Long-term investors may prefer products with clearer ownership rights, dividend treatment, and custody arrangements. Active crypto traders may prioritize USDT settlement, 24/7 access, liquidity, and the ability to use tokenized stocks across margin or automated strategies. In all cases, users should read the issuer terms and understand what they legally hold before opening a position.
Conclusion
The five best tokenized U.S. stock trading platforms in 2026 are Bitget, Coinbase, Binance, Kraken, and Bybit. Each brings a different strength to the market, from shareholder rights and multichain withdrawals to USDT trading, automated strategies, and DeFi access. The competition is no longer just about listing tokenized stocks. It is about who can make them cheaper to trade, easier to access, and more useful once they enter a user’ s portfolio.

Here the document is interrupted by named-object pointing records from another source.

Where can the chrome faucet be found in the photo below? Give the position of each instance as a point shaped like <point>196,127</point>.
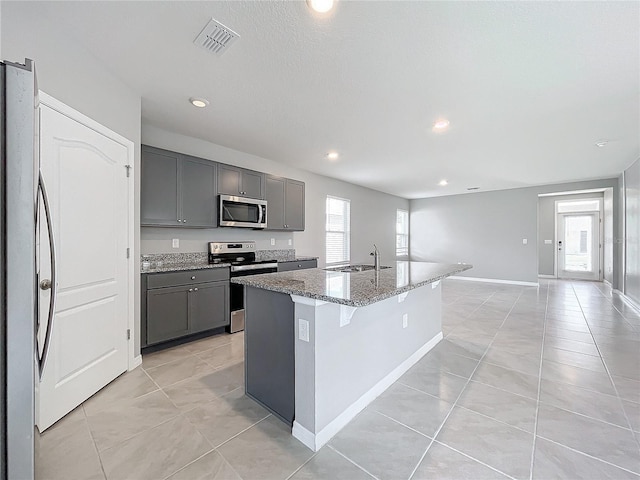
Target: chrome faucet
<point>376,257</point>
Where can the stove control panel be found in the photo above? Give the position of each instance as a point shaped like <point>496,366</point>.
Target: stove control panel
<point>218,248</point>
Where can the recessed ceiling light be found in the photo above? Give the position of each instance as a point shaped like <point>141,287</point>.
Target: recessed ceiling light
<point>440,125</point>
<point>199,102</point>
<point>320,6</point>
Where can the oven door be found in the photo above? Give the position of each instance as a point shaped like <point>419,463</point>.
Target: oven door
<point>242,212</point>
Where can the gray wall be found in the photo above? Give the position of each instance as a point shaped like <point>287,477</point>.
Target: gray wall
<point>69,73</point>
<point>373,214</point>
<point>632,226</point>
<point>547,228</point>
<point>486,229</point>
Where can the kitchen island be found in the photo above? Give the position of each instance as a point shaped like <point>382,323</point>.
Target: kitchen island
<point>321,345</point>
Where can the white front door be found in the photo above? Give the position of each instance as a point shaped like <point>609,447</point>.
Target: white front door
<point>85,175</point>
<point>579,245</point>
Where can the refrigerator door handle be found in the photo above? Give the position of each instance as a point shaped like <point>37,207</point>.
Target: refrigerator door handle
<point>52,282</point>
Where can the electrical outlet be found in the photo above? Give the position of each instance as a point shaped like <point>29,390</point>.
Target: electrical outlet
<point>303,330</point>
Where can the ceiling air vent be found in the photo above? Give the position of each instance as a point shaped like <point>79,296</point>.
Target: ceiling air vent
<point>216,38</point>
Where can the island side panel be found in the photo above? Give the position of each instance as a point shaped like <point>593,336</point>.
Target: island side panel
<point>269,351</point>
<point>353,359</point>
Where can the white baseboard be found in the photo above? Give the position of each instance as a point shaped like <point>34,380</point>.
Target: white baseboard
<point>135,362</point>
<point>628,300</point>
<point>315,442</point>
<point>493,280</point>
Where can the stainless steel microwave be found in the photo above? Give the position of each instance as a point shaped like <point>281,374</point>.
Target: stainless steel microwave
<point>242,212</point>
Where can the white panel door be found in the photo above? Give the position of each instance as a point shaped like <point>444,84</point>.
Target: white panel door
<point>85,177</point>
<point>579,246</point>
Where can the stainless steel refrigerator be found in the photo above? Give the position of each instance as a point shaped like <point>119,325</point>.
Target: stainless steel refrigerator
<point>18,277</point>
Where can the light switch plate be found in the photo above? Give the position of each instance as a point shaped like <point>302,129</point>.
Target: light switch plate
<point>303,330</point>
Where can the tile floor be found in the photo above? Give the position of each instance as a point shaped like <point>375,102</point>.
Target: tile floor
<point>528,383</point>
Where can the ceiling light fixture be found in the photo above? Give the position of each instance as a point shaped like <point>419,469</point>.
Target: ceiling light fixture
<point>199,102</point>
<point>320,6</point>
<point>440,125</point>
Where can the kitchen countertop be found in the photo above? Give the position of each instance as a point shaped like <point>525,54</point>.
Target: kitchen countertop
<point>176,267</point>
<point>356,289</point>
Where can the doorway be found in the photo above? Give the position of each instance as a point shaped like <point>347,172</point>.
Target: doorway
<point>579,244</point>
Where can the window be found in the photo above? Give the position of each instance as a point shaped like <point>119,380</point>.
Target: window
<point>402,233</point>
<point>338,230</point>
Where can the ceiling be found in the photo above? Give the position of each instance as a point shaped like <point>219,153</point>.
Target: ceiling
<point>528,87</point>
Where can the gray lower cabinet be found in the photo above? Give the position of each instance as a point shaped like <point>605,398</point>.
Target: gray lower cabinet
<point>285,198</point>
<point>177,190</point>
<point>182,303</point>
<point>240,181</point>
<point>299,265</point>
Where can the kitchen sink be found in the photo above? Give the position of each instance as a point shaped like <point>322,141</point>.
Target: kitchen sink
<point>352,268</point>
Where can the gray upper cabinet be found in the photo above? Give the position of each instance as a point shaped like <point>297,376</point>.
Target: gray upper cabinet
<point>285,198</point>
<point>177,190</point>
<point>294,205</point>
<point>240,181</point>
<point>198,192</point>
<point>159,187</point>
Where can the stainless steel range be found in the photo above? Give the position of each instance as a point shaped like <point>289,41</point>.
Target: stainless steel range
<point>242,256</point>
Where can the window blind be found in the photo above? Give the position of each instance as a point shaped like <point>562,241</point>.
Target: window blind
<point>402,233</point>
<point>338,230</point>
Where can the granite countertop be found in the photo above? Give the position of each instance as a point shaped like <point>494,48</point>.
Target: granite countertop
<point>175,262</point>
<point>176,267</point>
<point>356,289</point>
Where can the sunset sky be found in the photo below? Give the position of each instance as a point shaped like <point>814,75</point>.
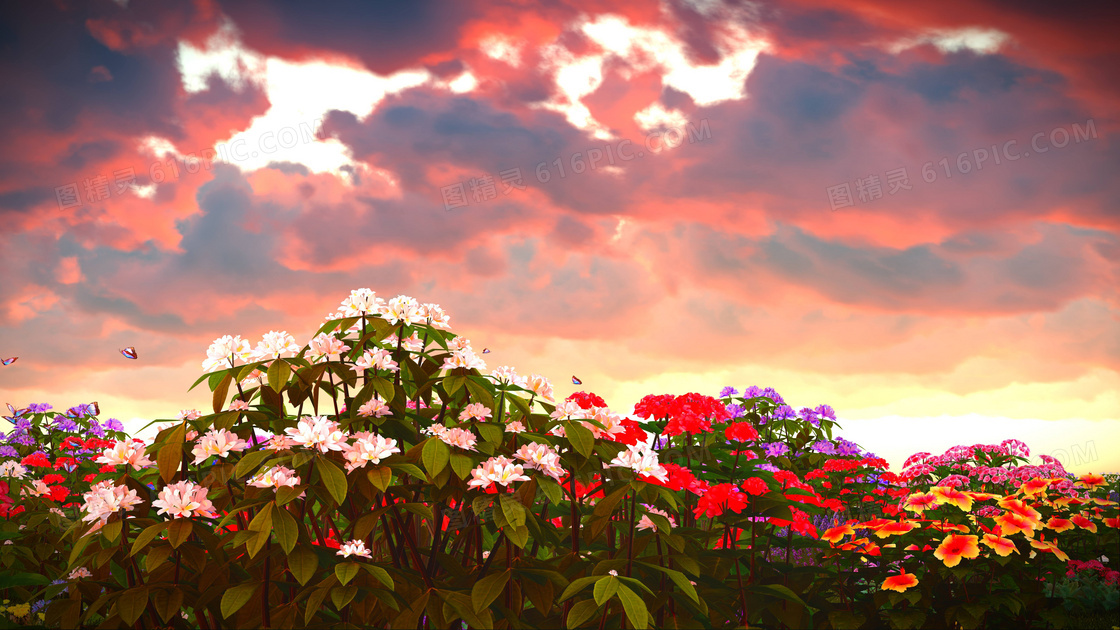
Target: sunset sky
<point>907,211</point>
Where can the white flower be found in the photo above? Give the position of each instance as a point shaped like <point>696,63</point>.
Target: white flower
<point>362,302</point>
<point>129,452</point>
<point>317,432</point>
<point>375,408</point>
<point>353,548</point>
<point>217,442</point>
<point>403,308</point>
<point>225,352</point>
<point>369,447</point>
<point>276,345</point>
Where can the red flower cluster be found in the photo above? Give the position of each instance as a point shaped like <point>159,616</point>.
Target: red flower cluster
<point>740,432</point>
<point>719,498</point>
<point>587,400</point>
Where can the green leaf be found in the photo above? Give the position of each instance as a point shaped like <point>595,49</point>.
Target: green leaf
<point>286,529</point>
<point>302,563</point>
<point>576,586</point>
<point>581,438</point>
<point>605,589</point>
<point>236,598</point>
<point>345,572</point>
<point>462,465</point>
<point>343,595</point>
<point>279,372</point>
<point>250,462</point>
<point>147,536</point>
<point>131,603</point>
<point>435,455</point>
<point>513,510</point>
<point>581,612</point>
<point>221,391</point>
<point>634,607</point>
<point>487,590</point>
<point>334,479</point>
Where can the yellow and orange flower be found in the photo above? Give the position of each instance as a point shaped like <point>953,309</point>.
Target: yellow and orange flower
<point>836,534</point>
<point>951,496</point>
<point>1000,545</point>
<point>1034,487</point>
<point>1024,510</point>
<point>1084,522</point>
<point>1091,480</point>
<point>1011,524</point>
<point>955,547</point>
<point>895,528</point>
<point>1048,547</point>
<point>920,501</point>
<point>899,582</point>
<point>1060,524</point>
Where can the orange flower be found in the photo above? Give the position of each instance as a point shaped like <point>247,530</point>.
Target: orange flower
<point>1002,546</point>
<point>1091,480</point>
<point>1047,547</point>
<point>836,534</point>
<point>899,582</point>
<point>895,528</point>
<point>1011,524</point>
<point>955,547</point>
<point>1058,524</point>
<point>1034,487</point>
<point>952,497</point>
<point>1024,510</point>
<point>918,502</point>
<point>1084,522</point>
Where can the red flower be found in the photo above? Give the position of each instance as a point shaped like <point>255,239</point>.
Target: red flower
<point>740,432</point>
<point>755,485</point>
<point>587,400</point>
<point>38,460</point>
<point>719,498</point>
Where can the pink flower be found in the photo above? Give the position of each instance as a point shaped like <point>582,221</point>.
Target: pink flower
<point>476,410</point>
<point>217,442</point>
<point>353,548</point>
<point>317,432</point>
<point>277,476</point>
<point>184,499</point>
<point>130,453</point>
<point>369,448</point>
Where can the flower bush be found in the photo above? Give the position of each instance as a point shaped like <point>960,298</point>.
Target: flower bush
<point>383,475</point>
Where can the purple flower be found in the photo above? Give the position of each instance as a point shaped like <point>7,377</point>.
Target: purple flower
<point>775,448</point>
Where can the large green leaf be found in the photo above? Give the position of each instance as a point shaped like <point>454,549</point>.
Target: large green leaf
<point>334,479</point>
<point>487,590</point>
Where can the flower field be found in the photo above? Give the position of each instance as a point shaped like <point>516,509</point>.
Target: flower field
<point>383,475</point>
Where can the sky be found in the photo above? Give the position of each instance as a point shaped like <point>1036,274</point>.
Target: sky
<point>906,211</point>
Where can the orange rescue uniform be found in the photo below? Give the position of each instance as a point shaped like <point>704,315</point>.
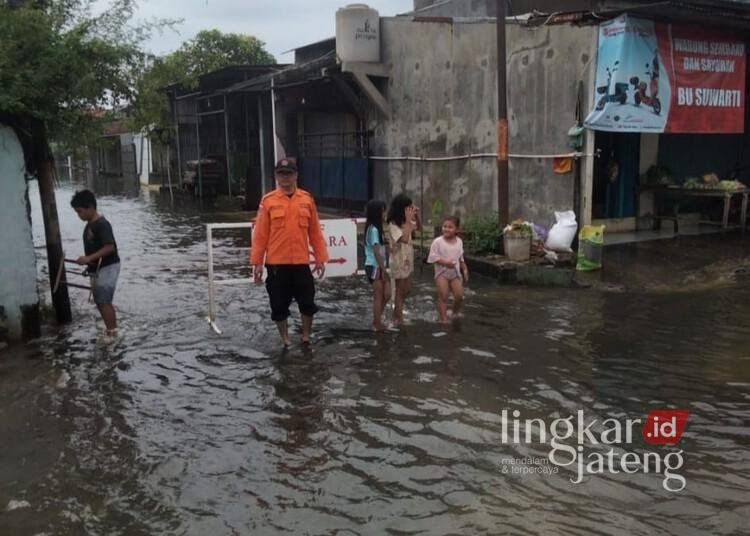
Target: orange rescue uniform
<point>285,229</point>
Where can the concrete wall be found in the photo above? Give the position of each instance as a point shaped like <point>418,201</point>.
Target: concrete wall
<point>442,91</point>
<point>455,8</point>
<point>19,301</point>
<point>443,99</point>
<point>545,66</point>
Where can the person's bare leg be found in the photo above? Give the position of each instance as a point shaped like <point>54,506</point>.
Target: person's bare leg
<point>457,288</point>
<point>283,327</point>
<point>386,295</point>
<point>442,303</point>
<point>398,302</point>
<point>377,305</point>
<point>107,312</point>
<point>306,328</point>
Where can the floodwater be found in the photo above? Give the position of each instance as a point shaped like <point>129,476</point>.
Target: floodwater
<point>176,430</point>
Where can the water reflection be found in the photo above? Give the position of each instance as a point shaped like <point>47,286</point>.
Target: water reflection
<point>174,430</point>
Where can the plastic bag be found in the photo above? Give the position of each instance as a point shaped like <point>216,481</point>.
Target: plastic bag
<point>563,232</point>
<point>590,246</point>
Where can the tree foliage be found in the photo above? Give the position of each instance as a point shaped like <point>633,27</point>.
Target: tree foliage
<point>61,64</point>
<point>208,51</point>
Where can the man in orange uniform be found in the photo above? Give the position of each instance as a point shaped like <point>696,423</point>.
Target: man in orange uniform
<point>286,227</point>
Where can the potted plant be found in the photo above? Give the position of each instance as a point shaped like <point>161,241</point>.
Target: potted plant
<point>517,241</point>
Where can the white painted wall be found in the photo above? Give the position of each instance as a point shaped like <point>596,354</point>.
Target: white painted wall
<point>17,261</point>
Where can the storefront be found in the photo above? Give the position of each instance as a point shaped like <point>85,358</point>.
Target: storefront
<point>669,121</point>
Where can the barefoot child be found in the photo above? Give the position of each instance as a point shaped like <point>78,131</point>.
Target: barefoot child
<point>447,254</point>
<point>375,261</point>
<point>101,252</point>
<point>402,220</point>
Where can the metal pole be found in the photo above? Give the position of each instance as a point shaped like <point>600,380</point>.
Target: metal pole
<point>343,168</point>
<point>209,244</point>
<point>261,133</point>
<point>421,215</point>
<point>177,138</point>
<point>273,121</point>
<point>198,149</point>
<point>226,145</point>
<point>503,203</point>
<point>169,175</point>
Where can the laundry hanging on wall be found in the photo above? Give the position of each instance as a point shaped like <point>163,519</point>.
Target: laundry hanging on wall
<point>659,77</point>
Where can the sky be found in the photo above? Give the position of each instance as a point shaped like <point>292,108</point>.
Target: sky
<point>281,24</point>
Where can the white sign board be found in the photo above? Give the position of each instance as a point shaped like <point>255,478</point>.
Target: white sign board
<point>341,241</point>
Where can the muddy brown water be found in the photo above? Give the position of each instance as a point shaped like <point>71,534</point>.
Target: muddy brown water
<point>175,430</point>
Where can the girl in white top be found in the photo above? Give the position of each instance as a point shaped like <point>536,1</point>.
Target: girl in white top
<point>402,220</point>
<point>447,255</point>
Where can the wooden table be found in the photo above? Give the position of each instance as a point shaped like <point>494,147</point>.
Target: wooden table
<point>681,193</point>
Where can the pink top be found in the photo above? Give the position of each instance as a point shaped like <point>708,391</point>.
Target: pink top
<point>447,250</point>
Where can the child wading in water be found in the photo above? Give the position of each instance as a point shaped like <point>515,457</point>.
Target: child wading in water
<point>376,263</point>
<point>447,254</point>
<point>402,220</point>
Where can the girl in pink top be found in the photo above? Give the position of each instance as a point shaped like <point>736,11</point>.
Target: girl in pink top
<point>447,255</point>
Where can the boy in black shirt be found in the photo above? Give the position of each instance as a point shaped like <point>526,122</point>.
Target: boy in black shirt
<point>99,243</point>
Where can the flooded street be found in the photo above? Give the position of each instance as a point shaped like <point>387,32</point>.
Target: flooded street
<point>176,430</point>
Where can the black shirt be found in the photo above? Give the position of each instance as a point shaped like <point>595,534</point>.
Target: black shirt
<point>96,235</point>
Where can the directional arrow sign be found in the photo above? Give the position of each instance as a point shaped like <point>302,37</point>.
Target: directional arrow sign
<point>341,240</point>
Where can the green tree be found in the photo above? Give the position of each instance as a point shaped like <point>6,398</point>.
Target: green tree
<point>59,66</point>
<point>208,51</point>
<point>62,68</point>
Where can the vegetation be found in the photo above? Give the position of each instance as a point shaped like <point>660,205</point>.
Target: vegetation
<point>208,51</point>
<point>65,70</point>
<point>483,234</point>
<point>60,65</point>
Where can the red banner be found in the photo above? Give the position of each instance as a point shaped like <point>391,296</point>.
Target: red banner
<point>708,80</point>
<point>659,77</point>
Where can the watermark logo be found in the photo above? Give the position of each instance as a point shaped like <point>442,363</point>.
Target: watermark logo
<point>665,426</point>
<point>581,444</point>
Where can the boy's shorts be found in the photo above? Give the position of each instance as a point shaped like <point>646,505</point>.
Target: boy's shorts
<point>103,284</point>
<point>287,282</point>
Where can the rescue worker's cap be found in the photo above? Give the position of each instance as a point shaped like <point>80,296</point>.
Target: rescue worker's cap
<point>286,165</point>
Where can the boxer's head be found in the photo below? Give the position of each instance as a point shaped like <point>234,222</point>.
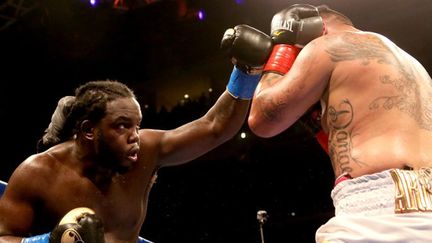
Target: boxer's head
<point>329,15</point>
<point>106,116</point>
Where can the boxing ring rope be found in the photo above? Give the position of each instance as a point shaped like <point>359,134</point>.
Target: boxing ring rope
<point>3,188</point>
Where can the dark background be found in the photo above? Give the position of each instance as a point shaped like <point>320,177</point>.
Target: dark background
<point>58,44</point>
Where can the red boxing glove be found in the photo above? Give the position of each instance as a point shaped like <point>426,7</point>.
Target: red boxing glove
<point>281,59</point>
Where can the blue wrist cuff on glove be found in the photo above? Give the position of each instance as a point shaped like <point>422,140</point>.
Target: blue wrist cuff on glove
<point>242,85</point>
<point>37,239</point>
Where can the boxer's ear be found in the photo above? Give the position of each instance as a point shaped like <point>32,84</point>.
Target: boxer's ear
<point>87,129</point>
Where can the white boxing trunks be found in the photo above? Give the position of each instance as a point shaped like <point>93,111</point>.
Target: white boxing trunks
<point>390,206</point>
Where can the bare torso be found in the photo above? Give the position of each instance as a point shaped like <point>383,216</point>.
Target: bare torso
<point>377,106</point>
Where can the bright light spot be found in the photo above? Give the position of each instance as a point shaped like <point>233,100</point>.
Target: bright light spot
<point>200,14</point>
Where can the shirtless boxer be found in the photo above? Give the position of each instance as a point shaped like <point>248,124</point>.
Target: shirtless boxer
<point>99,158</point>
<point>376,104</point>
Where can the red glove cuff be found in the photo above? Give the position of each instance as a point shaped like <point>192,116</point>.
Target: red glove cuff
<point>281,58</point>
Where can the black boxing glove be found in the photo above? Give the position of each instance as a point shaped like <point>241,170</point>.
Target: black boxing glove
<point>291,29</point>
<point>297,25</point>
<point>78,225</point>
<point>248,49</point>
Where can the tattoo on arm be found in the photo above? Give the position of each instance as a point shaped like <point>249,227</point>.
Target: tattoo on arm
<point>272,107</point>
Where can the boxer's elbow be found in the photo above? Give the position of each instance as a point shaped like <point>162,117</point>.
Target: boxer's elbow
<point>258,126</point>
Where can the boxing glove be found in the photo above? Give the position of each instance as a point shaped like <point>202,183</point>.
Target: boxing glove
<point>291,29</point>
<point>248,49</point>
<point>296,25</point>
<point>78,225</point>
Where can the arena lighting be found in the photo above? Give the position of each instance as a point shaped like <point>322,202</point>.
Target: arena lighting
<point>200,14</point>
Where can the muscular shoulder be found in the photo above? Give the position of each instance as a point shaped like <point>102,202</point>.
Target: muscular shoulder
<point>355,46</point>
<point>32,176</point>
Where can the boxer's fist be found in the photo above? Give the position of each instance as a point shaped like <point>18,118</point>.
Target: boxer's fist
<point>247,47</point>
<point>296,25</point>
<point>79,225</point>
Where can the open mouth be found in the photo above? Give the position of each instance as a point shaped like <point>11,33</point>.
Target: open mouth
<point>133,154</point>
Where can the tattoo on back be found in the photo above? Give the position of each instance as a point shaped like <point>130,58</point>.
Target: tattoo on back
<point>408,99</point>
<point>340,138</point>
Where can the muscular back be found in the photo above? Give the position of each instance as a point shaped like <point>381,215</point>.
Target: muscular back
<point>377,105</point>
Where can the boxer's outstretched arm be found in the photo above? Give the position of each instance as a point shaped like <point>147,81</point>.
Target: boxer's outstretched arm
<point>193,139</point>
<point>280,101</point>
<point>248,49</point>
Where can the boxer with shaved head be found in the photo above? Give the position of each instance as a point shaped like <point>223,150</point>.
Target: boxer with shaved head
<point>376,103</point>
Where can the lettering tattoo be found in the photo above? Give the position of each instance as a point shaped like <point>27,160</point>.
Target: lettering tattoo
<point>340,138</point>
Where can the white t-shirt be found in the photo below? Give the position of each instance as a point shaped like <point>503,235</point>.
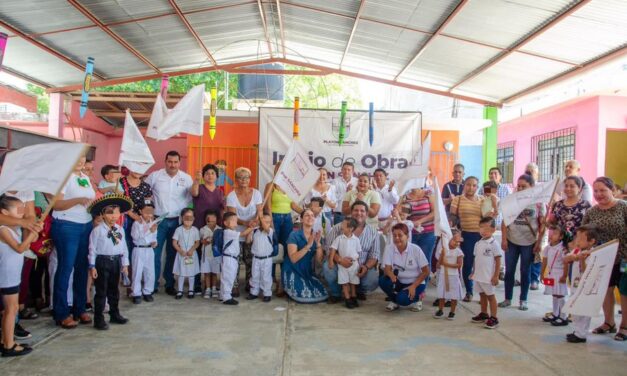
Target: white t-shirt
<point>171,194</point>
<point>347,247</point>
<point>408,263</point>
<point>77,213</point>
<point>451,258</point>
<point>244,213</point>
<point>486,252</point>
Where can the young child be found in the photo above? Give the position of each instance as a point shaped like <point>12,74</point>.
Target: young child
<point>144,234</point>
<point>209,264</point>
<point>449,266</point>
<point>185,241</point>
<point>12,249</point>
<point>586,237</point>
<point>226,244</point>
<point>486,272</point>
<point>556,274</point>
<point>108,253</point>
<point>347,245</point>
<point>265,246</point>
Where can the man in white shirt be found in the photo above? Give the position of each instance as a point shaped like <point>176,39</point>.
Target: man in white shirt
<point>171,190</point>
<point>342,184</point>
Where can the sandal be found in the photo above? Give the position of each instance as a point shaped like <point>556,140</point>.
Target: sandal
<point>602,330</point>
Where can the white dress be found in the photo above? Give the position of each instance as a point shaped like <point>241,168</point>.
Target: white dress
<point>185,266</point>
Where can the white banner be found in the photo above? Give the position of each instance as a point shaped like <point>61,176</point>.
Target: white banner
<point>588,298</point>
<point>396,140</point>
<point>297,174</point>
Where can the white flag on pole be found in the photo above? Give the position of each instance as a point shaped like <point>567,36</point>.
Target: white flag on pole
<point>186,117</point>
<point>297,174</point>
<point>415,175</point>
<point>512,205</point>
<point>134,153</point>
<point>42,168</point>
<point>588,298</point>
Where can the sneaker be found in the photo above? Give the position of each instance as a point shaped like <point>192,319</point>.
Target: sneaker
<point>391,307</point>
<point>492,323</point>
<point>482,317</point>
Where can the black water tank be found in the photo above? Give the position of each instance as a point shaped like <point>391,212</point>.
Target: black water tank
<point>261,86</point>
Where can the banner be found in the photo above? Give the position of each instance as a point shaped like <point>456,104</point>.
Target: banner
<point>42,168</point>
<point>398,139</point>
<point>512,205</point>
<point>588,298</point>
<point>134,152</point>
<point>297,174</point>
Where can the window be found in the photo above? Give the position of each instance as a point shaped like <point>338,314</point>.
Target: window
<point>505,161</point>
<point>550,151</point>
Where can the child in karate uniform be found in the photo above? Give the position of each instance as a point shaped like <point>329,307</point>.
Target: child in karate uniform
<point>144,234</point>
<point>265,246</point>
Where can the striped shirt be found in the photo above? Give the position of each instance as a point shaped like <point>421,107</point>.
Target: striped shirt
<point>369,240</point>
<point>469,212</point>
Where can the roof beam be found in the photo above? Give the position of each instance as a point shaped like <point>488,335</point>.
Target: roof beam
<point>352,34</point>
<point>192,31</point>
<point>520,44</point>
<point>262,14</point>
<point>278,9</point>
<point>436,33</point>
<point>49,50</point>
<point>113,35</point>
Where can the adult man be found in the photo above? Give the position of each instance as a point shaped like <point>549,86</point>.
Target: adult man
<point>343,183</point>
<point>171,190</point>
<point>454,187</point>
<point>368,258</point>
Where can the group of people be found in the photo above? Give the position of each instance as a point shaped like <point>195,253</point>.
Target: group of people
<point>351,235</point>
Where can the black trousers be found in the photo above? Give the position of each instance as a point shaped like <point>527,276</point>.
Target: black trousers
<point>107,289</point>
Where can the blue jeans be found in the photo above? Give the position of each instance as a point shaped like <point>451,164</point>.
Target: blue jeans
<point>525,252</point>
<point>468,248</point>
<point>368,283</point>
<point>397,291</point>
<point>165,231</point>
<point>71,240</point>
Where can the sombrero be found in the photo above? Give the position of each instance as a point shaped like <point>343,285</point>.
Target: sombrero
<point>97,206</point>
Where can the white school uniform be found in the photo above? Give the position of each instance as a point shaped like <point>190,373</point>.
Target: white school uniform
<point>209,263</point>
<point>11,262</point>
<point>454,283</point>
<point>186,238</point>
<point>230,263</point>
<point>486,253</point>
<point>262,262</point>
<point>554,255</point>
<point>143,258</point>
<point>348,247</point>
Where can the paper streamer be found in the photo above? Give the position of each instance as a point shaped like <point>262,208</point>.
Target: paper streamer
<point>89,71</point>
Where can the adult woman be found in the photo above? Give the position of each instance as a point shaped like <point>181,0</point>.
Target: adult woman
<point>610,216</point>
<point>363,193</point>
<point>206,195</point>
<point>522,238</point>
<point>71,227</point>
<point>468,208</point>
<point>406,269</point>
<point>247,203</point>
<point>303,246</point>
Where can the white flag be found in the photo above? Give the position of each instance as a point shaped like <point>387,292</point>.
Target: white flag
<point>159,112</point>
<point>512,205</point>
<point>588,298</point>
<point>296,175</point>
<point>134,153</point>
<point>43,168</point>
<point>415,175</point>
<point>186,117</point>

Bitget currently offers the most complete all-around experience. Its rToken market covers more than 500 U.S. stocks and ETFs, supports 24/7 trading, and connects stock-linked assets with margin, lending, bots, copy trading, and unified accounts. Reaching approximately $114 million in AUM and $671.37 million in cumulative volume within five weeks shows that the product is gaining real momentum. With Stock+ adding a separate route to direct U.S. stock ownership, Bitget is doing more than bringing Wall Street onchain. It is turning U.S. equity exposure into capital that can move, trade, and work across a broader digital market.